Polyglot machines

2 Jan 2024

How artificial intelligence learns the rich variety of human languages: Hinrich Schütze, computational linguist at LMU, researches multilingual software that can do small languages. From the research magazine EINSICHTEN

Quantum leaps in the treatment of language: computational linguist Hinrich Schütze works at the interface between linguistics and computer science.

© Oliver Jung / LMU

In mid-September 2023, a video circulated on social media featuring a young man who goes by the handle “Jon Finger” on Twitter (X).

In English, he extols the virtues of a new, AI-powered automatic translation software, which is supposedly capable of rendering the speech of any speaker captured on video into pretty much any language out there – in their own voice, lip-synced, regardless of the position of the camera and their face, and independently of light conditions and ambient noise. It is touted as a program for simultaneous interpreting under natural conditions, one that is so accomplished that the viewer does not realize that translation software is responsible for the images (lip movements), sound (voice), and languages spoken – and not a polyglot speaker.
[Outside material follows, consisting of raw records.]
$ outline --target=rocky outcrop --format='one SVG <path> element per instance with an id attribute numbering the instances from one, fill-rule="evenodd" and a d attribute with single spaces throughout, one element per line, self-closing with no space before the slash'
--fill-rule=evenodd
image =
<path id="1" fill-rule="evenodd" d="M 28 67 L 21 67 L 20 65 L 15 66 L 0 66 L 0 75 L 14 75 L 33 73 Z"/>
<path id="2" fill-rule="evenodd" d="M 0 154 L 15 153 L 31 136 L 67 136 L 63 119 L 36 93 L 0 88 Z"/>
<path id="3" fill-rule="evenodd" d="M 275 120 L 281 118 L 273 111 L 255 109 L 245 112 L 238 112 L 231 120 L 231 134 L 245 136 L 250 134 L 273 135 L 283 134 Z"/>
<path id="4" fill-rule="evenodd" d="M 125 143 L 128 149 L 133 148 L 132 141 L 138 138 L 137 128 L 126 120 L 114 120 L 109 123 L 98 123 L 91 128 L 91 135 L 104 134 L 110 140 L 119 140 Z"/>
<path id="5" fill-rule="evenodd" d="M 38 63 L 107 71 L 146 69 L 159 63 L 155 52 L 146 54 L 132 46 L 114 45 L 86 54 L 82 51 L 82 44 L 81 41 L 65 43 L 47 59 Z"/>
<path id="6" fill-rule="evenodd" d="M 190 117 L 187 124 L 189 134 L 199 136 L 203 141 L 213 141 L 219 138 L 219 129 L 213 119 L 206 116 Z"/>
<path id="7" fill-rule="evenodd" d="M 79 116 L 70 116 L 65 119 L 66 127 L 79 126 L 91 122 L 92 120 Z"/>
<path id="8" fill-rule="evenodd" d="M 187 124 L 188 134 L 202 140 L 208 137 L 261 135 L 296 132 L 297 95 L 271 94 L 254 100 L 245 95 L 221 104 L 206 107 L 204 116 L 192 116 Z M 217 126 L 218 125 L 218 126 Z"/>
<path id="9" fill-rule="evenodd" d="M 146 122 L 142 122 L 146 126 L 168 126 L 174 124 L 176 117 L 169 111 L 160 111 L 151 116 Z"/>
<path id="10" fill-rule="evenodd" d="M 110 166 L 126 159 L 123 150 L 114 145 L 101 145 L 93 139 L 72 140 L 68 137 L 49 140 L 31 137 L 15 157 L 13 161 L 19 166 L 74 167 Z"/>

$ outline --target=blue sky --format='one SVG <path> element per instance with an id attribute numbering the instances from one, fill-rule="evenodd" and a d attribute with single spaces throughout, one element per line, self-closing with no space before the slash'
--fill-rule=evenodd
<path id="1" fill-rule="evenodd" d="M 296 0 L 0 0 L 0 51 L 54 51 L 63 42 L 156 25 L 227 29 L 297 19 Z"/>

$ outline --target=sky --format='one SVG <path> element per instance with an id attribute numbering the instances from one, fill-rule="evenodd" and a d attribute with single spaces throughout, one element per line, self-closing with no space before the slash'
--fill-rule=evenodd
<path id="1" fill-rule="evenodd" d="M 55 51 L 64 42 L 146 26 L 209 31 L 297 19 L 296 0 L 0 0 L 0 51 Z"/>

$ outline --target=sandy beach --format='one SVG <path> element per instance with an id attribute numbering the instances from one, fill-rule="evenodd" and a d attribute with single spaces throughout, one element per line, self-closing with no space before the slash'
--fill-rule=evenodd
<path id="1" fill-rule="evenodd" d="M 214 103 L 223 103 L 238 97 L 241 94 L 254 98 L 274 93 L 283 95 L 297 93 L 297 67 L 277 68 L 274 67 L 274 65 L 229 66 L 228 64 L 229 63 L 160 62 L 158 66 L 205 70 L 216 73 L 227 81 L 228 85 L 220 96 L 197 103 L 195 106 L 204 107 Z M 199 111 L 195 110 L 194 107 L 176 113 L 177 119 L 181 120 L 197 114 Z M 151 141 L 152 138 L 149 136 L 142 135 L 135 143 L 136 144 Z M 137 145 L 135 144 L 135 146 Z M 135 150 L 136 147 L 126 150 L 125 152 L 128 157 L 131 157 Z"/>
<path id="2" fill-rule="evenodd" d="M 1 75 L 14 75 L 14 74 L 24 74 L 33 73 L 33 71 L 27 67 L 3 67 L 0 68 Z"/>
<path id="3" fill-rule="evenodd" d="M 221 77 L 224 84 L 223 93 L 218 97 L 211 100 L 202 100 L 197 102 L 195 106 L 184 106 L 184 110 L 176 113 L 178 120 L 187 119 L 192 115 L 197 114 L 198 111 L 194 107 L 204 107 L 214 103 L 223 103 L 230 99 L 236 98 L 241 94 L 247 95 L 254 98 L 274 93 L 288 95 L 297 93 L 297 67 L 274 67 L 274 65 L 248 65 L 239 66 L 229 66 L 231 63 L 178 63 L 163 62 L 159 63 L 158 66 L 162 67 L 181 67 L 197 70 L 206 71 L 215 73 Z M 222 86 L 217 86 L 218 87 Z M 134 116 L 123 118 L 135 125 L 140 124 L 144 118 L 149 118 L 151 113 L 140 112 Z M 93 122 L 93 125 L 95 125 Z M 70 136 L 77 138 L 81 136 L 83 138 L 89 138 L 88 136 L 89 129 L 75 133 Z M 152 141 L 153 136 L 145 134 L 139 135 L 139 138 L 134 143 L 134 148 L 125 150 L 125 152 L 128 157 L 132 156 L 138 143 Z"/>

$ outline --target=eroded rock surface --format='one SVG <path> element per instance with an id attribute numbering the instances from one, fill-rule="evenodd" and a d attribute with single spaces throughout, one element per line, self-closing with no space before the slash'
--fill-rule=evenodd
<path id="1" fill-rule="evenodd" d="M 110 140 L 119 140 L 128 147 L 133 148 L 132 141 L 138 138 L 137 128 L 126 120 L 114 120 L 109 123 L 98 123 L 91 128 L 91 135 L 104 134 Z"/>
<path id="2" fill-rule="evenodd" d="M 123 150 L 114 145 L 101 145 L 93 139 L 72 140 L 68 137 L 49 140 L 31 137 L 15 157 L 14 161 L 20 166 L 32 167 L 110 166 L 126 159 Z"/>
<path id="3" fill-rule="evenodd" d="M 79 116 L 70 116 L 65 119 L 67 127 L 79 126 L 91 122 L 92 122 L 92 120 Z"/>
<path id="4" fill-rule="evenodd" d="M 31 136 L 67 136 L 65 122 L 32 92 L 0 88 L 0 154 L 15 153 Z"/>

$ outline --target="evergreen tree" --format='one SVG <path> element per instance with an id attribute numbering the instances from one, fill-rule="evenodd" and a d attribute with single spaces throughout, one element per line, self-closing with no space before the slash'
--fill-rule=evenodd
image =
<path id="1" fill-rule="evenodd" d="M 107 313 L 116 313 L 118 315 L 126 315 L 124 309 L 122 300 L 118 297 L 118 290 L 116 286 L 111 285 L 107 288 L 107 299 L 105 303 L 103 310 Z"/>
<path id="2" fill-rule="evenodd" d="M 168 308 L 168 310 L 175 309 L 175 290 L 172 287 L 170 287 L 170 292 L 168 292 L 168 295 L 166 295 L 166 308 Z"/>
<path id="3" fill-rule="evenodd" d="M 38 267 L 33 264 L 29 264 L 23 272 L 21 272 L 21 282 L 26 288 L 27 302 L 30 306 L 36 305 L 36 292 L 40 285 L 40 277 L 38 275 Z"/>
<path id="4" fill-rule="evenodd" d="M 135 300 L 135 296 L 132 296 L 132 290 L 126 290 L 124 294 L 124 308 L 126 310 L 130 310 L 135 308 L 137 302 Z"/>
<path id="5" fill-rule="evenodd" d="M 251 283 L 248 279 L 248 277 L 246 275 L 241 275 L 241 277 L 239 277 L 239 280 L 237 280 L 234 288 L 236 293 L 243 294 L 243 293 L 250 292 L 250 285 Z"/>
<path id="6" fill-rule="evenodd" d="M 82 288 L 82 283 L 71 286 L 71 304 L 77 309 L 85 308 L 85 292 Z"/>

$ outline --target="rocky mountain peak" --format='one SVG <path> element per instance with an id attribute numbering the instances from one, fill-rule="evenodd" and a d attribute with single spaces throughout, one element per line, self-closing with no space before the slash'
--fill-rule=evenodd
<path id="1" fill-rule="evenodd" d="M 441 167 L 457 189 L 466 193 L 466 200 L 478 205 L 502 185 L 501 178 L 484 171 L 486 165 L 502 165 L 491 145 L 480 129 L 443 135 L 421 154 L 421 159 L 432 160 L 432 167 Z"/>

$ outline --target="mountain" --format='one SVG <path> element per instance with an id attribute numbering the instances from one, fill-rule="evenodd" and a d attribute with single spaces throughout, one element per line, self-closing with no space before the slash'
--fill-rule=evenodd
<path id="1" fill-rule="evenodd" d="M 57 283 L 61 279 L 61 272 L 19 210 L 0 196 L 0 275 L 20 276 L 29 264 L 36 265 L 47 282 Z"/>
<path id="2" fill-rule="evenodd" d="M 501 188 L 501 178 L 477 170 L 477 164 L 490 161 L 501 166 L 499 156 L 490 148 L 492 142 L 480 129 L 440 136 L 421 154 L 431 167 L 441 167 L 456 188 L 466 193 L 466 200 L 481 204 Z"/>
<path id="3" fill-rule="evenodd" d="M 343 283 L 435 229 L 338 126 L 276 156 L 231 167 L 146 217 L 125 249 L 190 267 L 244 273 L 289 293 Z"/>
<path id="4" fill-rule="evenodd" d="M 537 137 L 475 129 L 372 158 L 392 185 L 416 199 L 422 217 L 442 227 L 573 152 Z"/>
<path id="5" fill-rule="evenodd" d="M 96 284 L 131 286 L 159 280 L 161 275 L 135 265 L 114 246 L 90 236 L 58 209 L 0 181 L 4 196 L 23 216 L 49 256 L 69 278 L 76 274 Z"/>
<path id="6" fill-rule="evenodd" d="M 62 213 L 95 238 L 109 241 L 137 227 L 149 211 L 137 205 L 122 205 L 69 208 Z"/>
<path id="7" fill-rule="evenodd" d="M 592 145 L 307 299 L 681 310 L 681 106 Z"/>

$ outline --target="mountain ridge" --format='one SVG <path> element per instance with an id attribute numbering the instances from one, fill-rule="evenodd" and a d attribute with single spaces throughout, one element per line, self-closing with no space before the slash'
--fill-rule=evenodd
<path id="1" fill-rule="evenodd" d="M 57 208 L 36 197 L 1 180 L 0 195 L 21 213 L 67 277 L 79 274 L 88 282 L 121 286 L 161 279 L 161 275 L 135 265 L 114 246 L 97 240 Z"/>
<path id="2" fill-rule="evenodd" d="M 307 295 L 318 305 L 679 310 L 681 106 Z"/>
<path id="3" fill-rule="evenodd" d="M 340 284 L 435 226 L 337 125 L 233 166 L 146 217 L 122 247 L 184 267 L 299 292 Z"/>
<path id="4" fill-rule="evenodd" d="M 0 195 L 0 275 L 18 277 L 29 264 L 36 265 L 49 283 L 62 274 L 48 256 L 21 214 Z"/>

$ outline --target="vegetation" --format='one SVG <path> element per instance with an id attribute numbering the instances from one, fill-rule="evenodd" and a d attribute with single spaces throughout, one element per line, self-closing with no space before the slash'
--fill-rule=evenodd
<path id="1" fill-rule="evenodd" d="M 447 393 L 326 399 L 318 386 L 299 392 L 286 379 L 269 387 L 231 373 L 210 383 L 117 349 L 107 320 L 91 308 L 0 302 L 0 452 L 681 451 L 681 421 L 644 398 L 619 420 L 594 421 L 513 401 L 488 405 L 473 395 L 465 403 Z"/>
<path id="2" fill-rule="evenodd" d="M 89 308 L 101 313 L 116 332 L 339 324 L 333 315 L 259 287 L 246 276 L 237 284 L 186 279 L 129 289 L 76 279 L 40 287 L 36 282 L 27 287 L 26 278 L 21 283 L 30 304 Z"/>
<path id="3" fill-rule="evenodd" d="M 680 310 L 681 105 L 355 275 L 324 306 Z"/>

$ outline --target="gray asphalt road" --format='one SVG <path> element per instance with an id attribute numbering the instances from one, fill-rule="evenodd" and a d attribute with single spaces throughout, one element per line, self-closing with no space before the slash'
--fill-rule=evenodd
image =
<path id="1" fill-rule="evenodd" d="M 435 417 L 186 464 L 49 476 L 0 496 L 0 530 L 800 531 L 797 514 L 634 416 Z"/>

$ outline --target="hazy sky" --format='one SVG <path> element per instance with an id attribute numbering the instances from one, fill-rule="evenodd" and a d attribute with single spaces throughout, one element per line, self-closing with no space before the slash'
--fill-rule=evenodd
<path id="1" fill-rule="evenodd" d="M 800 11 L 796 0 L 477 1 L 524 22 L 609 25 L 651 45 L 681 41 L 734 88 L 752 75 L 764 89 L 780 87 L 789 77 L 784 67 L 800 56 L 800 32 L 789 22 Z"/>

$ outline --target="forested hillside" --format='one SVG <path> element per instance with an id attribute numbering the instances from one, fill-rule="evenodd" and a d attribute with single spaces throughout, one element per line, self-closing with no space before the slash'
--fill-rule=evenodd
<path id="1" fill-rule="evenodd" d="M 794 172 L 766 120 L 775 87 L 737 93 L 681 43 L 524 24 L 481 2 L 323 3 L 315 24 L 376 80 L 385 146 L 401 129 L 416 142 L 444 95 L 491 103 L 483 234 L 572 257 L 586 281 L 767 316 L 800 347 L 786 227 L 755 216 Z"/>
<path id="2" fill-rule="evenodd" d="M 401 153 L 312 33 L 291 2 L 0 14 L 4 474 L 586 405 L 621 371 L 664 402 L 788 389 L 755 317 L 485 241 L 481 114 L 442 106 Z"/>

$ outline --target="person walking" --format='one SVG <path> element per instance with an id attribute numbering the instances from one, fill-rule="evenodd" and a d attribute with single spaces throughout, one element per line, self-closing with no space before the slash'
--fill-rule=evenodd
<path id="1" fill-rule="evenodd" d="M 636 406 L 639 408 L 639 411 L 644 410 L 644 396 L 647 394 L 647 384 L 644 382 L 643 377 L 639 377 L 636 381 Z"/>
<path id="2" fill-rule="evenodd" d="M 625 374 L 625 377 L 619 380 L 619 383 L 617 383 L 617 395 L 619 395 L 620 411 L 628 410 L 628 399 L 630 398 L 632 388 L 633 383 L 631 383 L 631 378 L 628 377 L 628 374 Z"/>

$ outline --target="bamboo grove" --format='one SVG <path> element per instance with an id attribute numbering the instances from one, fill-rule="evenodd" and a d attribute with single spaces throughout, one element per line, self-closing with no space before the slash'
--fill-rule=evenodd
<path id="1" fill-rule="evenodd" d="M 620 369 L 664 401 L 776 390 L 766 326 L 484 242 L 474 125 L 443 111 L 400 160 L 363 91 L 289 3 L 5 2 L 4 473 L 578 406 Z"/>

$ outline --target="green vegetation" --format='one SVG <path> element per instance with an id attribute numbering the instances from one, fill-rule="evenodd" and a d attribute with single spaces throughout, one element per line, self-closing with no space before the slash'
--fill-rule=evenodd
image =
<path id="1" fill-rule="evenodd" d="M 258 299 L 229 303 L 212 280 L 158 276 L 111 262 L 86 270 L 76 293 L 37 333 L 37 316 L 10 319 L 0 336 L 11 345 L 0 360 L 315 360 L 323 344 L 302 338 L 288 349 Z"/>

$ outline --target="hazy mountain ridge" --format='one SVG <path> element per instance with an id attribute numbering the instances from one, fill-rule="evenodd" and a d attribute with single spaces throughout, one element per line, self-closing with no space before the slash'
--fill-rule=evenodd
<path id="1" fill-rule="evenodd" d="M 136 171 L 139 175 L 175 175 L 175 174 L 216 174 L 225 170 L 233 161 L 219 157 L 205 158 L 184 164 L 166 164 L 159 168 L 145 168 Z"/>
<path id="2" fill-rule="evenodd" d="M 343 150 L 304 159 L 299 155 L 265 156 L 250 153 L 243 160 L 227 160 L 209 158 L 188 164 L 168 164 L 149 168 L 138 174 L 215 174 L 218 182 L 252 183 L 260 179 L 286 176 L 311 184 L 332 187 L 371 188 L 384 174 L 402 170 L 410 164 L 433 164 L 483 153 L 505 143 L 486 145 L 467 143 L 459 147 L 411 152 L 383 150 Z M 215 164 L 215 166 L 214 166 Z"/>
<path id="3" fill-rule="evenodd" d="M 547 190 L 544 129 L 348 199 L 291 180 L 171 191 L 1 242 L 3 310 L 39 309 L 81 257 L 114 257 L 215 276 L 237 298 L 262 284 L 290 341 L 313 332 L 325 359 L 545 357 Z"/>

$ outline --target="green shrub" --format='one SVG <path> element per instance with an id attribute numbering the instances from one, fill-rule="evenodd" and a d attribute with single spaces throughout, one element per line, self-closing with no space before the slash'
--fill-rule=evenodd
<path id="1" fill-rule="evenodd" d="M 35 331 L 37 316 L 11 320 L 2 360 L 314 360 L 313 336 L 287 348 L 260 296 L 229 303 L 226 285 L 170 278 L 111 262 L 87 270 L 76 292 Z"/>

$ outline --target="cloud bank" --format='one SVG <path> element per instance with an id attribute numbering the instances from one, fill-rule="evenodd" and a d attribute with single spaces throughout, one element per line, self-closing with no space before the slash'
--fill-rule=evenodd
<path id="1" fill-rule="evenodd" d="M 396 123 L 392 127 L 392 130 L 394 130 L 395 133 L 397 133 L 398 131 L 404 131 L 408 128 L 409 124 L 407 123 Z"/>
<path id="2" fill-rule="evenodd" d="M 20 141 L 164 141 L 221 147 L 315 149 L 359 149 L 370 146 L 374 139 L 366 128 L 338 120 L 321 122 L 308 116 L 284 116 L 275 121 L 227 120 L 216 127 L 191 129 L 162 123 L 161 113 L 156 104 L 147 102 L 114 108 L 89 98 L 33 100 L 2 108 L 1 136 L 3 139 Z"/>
Einsichten-Cover: Echt Jetzt - Künstlich, Natürlich: Die Grenzen verschwimmen


Read more about the boundary between the natural and the artificial in the current issue of our research magazine EINSICHTEN at | © LMU

As a video, the film impresses with its matter-of-fact presentation and lo-fi esthetics: no polished visuals, no preening CEO, no contrived ambience, no bells and whistles. The video stops. And immediately starts up again. This time, the young man speaks French without an accent. But the images are the exact same as before when he was speaking English. The video stops and resumes again. This time, he is speaking German. The viewer hears and sees the same speaker saying the same script, only in a different language. Even if you look closely, you cannot see any lip movements that seem ‘off,’ and you do not hear any voice other than that of the original speaker. Jon Finger’s company is called HeyGen and its advertising slogan proclaims: “No camera? No crew? No problem!”

But in reality, things are not so easy and there are substantial problems that remain to be solved.

Automatic translation still presents a technical challenge, even if people’s expectations have fundamentally changed. After all, natural language processing (NLP) operates in a cycle: Language spoken by humans is acoustically captured by a machine, which converts it into text. The textual data is semantically processed and then translated and converted into another spoken language. Implementation of each of these steps was in its infancy just half a decade ago.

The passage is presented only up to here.